- Born: January 21, 1970 United States
- Education: University of Missouri at St. Louis (MS), (PhD) Eckerd College (BA)
- Scientific career
- Fields: Ecology, ornithology
- Workplaces: Stony Brook University

= Catherine H. Graham =

American team leader and senior scientist

Catherine Helen Graham is an American ecologist and senior scientist who studies biodiversity, conservation biology, and species distribution. She works in the Biodiversity & Conservation Biology and Spatial Evolutionary Ecology research units at the Swiss Federal Institute for Forest, Snow and Landscape Research WSL. From 2003 to 2017 she was an Assistant, Associate, or Full Professor of Ecology and Evolution at the Stony Brook University, and since her appointment at the WSL in 2017 she has maintained adjunct status there. She received both her M.S. degree (1995) and her Ph.D. (2000) from the University of Missouri at St. Louis, and did post-doctoral training at the Jet Propulsion Laboratory and the University of California, Berkeley. She studies biogeography, conservation biology, and ecology. Catherine H. Graham is most noted for her analysis of statistical models to describe species' distributions (Species Distribution Modeling). This work, conducted with Jane Elith, helps researchers understand how human activities influence biodiversity and species distribution. Her paper on niche conservatism with John J. Wiens is also highly cited. They focused on how species' retention of ancestral traits may limit geographic range expansion.

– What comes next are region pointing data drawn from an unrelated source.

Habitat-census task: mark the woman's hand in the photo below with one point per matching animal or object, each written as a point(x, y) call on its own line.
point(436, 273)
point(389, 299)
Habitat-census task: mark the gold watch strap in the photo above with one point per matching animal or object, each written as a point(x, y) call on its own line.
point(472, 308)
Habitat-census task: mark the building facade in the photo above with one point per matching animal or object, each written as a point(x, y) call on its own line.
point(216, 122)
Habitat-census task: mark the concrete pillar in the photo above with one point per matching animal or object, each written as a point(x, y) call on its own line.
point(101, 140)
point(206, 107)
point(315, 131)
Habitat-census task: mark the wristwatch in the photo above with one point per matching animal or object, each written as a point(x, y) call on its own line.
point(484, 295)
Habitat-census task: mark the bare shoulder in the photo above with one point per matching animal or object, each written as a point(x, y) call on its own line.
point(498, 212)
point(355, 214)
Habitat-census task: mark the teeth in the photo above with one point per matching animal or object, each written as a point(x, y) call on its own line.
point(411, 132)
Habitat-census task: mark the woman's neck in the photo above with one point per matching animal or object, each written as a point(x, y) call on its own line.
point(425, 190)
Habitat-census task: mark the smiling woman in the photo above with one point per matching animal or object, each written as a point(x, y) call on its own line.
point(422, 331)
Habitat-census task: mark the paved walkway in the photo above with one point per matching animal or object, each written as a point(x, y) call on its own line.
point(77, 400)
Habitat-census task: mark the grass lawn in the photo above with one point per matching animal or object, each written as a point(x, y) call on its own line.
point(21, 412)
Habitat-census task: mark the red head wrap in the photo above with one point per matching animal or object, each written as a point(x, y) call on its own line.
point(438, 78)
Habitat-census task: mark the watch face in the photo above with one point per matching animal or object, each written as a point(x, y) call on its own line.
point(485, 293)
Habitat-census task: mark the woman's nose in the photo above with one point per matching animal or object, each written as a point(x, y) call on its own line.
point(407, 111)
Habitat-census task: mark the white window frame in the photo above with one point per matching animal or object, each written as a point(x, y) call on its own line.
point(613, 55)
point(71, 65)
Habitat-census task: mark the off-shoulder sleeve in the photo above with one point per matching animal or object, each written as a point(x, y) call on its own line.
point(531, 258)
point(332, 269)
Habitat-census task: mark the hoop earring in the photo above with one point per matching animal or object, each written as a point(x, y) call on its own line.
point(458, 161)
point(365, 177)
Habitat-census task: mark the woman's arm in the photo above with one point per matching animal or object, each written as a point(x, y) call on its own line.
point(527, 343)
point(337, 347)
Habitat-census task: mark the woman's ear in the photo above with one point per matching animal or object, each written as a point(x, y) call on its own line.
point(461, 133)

In many of her papers, she has sought to unite ecology and evolutionary biology to derive a better understanding of the processes driving species diversity patterns. In particular, she and Paul Fine laid out a framework for interpreting community assembly processes from a phylogenetic approach to quantifying beta diversity. Her research is important for predicting how ecosystems may respond to climate change and human impact.

==Honors and professional contributions==

Graham was named in the 2014 Thomson Reuters Highly Cited Researchers in the Environment/Ecology category, awarded to researchers for having an exceptional impact by ranking in the top 1% most cited researchers in their field of study.

Her 2006 paper with Jane Elith and others on novel methods to improve prediction of species' distributions from occurrence data, by mid-2014, had been cited about 3,000 times (Google Scholar citations July 31, 2014).

== Selected publications ==

- Elith, J., Graham, C.H., Anderson, R.P., Dudík, M., Ferrier, S., Guisan, A., Hijmans, R.J., Huettmann, F., Leathwick, J.R., Lehmann, A., Li, J., Lohmann, L.G., Loiselle, B.A., Manion, G., Moritz, C., Nakamura, M., Nakazawa, Y., Overton, J.M., Peterson, A.T., Phillips, S.J., Richardson, K.S., Scachetti-Pereira, R., Schapire, R.E., Soberón, J., Williams, S., Wisz, M.S. & Zimmermann, N.E. (2006) Novel methods improve prediction of species' distributions from occurrence data. Ecography, 29, 129–151.
- Wiens J.J. and C.H. Graham. (2005) Niche conservatism: integrating evolution, ecology, and conservation biology. Annual Review of Ecology, Evolution and Systematics, 36: 519–539.
- Graham, C.H., S. Ferrier, F. Huettman, C. Moritz and A.T. Peterson. 2004. "New developments in museum-based informatics and application in biodiversity analysis". Trends in Ecology and Evolution 19: 497–503.
- Graham, C.H., S.R. Ron, J.C. Santos, C.J. Schneider and C. Moritz. 2004. "Integrating phylogenetics and environmental niche models to explore speciation mechanisms in Dendrobatid frogs". Evolution 58: 1781–1793.
- Graham, C. H., & Fine, P. V. a. 2008. Phylogenetic beta diversity: linking ecological and evolutionary processes across space in time. Ecology Letters 11(12):1265–77.
- Graham, C. H., Parra, J. L., Rahbek, C., & McGuire, J. a. 2009. Phylogenetic structure in tropical hummingbird communities. Proceedings of the National Academy of Sciences of the United States of America 106 Suppl:19673–8.
- Graham, C.H., C. Moritz and S.E. Williams. 2006. Habitat history improves prediction of biodiversity in a rainforest fauna. Proceedings of the National Academy of Sciences, 103: 632–636.